Countless humans got their lives destroyed because of this perfectly normal variation of human sexuality, that's atrocious and so we should never forget what happened to Alan Turing because of essentially religious fundamentalism.
As a moral realist and liberal humanist, I agree, but the post highlights something important. Evil acts are often motivated by sincere moral systems. These people are mostly not sociopaths acting independent of a moral system. The feelings of moral disgust you feel towards their views are probably no different neurobiologically to the feelings of moral disgust they felt. This is important for us to recognize. Feelings of moral disgust should not be automatically given credence or respect just because they exist. We should also be careful and introspective of strongly held moral feelings that arise in ourselves.
I agree, but then what do you base a moral system on?

We should be introspective, and it helps, but it is far from being a solution. It is very difficult to get away from personal feels, or from you culture.

> I agree, but then what do you base a moral system on?
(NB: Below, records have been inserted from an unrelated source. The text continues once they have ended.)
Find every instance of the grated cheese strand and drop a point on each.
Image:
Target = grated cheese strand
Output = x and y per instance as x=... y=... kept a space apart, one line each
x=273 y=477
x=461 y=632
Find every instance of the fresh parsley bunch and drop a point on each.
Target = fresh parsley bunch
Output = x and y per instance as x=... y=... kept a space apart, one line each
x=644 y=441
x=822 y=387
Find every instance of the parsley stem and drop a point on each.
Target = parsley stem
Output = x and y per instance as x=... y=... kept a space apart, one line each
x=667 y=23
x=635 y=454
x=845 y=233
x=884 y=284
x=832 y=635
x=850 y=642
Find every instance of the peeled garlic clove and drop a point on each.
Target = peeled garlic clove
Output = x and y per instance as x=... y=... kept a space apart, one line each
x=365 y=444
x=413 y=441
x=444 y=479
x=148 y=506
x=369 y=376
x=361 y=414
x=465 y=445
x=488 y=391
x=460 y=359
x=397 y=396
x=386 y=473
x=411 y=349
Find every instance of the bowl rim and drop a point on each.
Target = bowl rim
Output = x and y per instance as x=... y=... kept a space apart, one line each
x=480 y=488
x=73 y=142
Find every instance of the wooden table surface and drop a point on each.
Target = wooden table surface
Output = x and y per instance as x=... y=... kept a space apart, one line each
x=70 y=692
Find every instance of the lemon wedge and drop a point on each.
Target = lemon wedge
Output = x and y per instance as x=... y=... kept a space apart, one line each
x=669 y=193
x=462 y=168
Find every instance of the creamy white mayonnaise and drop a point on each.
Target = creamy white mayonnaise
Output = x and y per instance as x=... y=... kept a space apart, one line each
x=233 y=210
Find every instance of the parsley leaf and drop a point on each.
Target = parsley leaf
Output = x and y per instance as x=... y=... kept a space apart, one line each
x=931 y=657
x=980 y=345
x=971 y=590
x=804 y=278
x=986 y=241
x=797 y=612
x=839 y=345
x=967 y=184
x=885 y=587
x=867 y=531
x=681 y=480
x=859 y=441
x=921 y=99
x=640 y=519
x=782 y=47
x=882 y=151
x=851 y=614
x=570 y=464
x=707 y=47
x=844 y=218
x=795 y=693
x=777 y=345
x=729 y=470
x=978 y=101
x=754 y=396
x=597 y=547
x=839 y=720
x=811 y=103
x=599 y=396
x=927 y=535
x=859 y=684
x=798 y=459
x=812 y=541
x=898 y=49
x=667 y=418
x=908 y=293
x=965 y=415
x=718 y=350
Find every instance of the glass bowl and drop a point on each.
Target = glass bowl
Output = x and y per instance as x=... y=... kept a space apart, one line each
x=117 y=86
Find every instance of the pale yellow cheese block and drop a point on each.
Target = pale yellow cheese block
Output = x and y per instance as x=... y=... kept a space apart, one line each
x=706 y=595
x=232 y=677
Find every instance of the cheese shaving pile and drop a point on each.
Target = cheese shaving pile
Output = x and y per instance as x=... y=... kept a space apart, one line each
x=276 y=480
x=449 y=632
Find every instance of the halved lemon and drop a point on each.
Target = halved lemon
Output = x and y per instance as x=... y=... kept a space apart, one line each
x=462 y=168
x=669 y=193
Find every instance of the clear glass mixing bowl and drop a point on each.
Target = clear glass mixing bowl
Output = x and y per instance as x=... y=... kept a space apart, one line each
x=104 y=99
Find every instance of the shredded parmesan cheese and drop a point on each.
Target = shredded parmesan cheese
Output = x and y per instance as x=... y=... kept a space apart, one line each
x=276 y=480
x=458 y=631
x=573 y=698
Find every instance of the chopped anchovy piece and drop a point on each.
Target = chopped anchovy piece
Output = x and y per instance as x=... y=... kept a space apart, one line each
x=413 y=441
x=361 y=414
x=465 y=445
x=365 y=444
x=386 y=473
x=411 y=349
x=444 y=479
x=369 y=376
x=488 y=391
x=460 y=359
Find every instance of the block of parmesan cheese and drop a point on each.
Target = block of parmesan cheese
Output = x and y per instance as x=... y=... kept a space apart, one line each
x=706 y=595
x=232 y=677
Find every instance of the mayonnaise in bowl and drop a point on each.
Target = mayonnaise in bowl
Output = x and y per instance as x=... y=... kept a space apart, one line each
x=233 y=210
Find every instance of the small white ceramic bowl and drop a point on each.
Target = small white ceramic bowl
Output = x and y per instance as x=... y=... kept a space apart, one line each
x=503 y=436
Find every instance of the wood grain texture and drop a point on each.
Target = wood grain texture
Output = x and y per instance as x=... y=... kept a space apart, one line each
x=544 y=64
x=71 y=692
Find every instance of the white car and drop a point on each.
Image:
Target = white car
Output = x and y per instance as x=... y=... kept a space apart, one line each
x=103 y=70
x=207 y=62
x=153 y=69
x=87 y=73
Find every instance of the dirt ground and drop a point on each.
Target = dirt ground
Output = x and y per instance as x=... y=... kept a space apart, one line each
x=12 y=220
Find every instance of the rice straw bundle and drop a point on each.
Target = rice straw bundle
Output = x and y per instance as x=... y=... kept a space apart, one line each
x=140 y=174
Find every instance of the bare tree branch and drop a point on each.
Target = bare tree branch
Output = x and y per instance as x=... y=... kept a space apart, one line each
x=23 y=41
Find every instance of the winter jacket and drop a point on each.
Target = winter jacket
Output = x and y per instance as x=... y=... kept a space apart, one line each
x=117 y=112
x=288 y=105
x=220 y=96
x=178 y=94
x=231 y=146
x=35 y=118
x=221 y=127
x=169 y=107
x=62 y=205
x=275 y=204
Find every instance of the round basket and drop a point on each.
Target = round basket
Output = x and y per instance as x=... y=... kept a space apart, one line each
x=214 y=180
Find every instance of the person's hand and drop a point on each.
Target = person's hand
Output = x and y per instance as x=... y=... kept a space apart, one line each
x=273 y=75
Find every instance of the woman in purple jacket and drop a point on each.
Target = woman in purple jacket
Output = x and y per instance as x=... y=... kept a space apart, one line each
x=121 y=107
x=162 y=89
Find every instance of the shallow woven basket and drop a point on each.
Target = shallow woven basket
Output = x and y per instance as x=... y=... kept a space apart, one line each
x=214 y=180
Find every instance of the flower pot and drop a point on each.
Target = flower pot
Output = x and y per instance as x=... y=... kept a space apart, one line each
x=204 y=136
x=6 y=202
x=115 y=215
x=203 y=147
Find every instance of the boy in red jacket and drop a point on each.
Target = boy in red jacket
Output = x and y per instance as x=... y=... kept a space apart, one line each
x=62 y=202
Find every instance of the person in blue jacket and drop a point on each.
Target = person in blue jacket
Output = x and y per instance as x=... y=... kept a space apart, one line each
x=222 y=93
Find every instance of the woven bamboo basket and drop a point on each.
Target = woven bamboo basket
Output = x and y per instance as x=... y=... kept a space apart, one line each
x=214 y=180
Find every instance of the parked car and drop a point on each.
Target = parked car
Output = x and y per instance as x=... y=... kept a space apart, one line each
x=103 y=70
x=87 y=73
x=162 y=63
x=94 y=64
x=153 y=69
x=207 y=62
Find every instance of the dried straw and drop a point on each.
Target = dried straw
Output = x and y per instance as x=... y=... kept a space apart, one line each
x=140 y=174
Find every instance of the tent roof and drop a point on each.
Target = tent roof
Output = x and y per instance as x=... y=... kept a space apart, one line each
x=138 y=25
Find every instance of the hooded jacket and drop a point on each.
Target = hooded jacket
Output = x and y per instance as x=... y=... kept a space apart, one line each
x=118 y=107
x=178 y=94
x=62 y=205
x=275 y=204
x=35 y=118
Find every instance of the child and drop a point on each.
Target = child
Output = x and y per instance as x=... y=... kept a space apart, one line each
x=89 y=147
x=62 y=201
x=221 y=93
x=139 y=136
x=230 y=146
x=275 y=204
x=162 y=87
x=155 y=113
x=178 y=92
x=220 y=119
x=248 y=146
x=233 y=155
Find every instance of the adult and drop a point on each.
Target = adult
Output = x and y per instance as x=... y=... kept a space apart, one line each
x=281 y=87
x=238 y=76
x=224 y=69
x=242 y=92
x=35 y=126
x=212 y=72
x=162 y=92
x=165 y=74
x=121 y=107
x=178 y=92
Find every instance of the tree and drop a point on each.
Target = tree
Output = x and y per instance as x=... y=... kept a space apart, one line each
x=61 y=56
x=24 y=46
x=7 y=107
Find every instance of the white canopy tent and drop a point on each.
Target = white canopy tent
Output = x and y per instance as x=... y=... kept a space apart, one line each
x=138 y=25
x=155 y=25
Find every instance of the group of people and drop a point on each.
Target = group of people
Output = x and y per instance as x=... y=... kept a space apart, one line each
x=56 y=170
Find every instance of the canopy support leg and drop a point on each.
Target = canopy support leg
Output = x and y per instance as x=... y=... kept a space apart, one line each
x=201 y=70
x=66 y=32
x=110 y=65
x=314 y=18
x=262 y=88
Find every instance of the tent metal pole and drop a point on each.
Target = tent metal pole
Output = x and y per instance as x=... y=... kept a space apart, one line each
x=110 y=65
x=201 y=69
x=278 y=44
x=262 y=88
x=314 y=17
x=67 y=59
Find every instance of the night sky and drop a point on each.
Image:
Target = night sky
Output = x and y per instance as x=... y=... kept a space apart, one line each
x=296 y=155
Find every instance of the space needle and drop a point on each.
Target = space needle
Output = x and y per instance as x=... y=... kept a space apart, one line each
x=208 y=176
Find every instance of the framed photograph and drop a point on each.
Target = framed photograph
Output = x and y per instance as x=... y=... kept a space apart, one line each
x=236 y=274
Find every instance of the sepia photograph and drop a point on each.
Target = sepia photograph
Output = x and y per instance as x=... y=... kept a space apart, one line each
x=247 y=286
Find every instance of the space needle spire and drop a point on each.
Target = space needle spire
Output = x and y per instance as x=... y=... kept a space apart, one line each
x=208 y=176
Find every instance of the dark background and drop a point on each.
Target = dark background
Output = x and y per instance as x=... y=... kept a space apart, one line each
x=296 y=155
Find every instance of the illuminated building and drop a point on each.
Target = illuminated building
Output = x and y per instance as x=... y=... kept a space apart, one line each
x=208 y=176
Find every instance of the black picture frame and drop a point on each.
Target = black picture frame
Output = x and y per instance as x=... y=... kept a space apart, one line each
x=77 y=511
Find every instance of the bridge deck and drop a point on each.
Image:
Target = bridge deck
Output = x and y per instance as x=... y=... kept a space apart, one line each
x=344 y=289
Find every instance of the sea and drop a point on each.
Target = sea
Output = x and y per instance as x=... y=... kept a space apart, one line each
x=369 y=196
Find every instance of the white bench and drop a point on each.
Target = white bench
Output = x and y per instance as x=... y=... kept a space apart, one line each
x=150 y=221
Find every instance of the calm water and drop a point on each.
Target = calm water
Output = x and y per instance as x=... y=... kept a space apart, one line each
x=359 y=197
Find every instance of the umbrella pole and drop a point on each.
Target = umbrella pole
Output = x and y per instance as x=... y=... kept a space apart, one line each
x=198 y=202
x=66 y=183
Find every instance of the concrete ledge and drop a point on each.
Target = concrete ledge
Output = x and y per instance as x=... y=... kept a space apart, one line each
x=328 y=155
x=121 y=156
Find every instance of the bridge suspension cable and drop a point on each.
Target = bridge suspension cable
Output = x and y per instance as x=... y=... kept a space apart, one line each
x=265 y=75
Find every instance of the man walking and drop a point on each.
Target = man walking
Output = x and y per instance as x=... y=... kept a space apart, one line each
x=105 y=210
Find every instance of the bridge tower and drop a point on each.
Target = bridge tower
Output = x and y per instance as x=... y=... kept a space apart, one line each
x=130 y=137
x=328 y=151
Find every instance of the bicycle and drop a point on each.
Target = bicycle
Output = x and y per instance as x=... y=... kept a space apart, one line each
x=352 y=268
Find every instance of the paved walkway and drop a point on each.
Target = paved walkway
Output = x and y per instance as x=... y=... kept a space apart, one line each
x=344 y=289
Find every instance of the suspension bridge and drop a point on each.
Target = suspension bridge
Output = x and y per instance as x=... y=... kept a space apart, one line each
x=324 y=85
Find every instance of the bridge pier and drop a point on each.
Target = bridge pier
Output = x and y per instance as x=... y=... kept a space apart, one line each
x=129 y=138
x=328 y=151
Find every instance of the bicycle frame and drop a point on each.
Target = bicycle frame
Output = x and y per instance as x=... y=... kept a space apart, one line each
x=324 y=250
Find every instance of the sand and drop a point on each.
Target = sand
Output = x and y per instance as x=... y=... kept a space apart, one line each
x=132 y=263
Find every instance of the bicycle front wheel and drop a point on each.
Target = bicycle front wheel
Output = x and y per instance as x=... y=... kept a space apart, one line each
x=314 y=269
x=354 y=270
I've thought about this way more than I probably should. While I don't have any answers, I do think two very famous attempts are particularly worth studying (and IMHO, blending). Immanuel Kant's exploration, particularly his categorical imperative, and Jon Stuart Mill's Utilitarianism.

IMHO though, it's a very difficult task because we humans tend to base our moral judgments on our emotional reactions to things, and our reactions (such as disgust) are a complex combination of instinct from past evolution, and culture we are raised in. If the outcome from some system/principle disagrees with our emotional reaction, we tend to discard the system rather than examine and question our reactions. I actually find Robert Sapolsky's work (and others in that area) to be just as interesting/illuminating because while they don't provide answers themselves, they do a remarkable job helping us see the challenges involved with trusting our gut.